九派新闻:我会认为在寺庙里本身就在渡己渡人,为什么会需要心理学呢?

柳智宇:因为佛法太高深了。它讲的很多东西是针对心理健康往上走的,很彻底,很究竟,但有些人他自身稳定的人格还没有建立,然后你就直接跟他讲“无我”,那就更不稳定了。

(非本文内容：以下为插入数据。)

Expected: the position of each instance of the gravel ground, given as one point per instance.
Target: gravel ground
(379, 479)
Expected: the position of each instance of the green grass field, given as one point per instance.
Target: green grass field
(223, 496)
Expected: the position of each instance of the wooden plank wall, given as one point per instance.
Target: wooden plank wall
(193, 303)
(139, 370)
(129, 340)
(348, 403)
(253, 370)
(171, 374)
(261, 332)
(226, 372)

我觉得心理学和佛法可以同时进行,并行不悖,就是说对于一些有心理问题的人,我们通过一些心理学的方法,然后让他把这些问题慢慢解决,同时他在学习佛法,这样效果会更好。

九派新闻:你当时为什么想学心理学?

柳智宇:因为这是在教学过程中实际的需要,我想帮助眼前的这些小伙伴。

我当时在出家人里面做一个老师,讲戒律。给他们讲课的时候,我有时间就会给每个同学安排一对一的辅导。他们有一些很常见的问题,比如说都很着急,出家之后想修出一些成果来,想有一些与常人不一样的体验,但其实这种心态很容易出问题。我见过一个沙弥,就是特别想要快速有一些成果,他后来有了一些幻觉妄想的症状。

九派新闻:你刚出家的时候会着急吗?

柳智宇:我也很着急,我觉得还是要接纳自己的平凡。

九派新闻:你觉得过去你有没有做过错误的选择?

柳智宇:大的错误没有,只是在一些细小的地方该如何把握侧重点,这里会有一些地方做得不好。最主要的就是出家的时候太辛苦了,我可以在那几年活得更轻松一些,多花时间去禅修。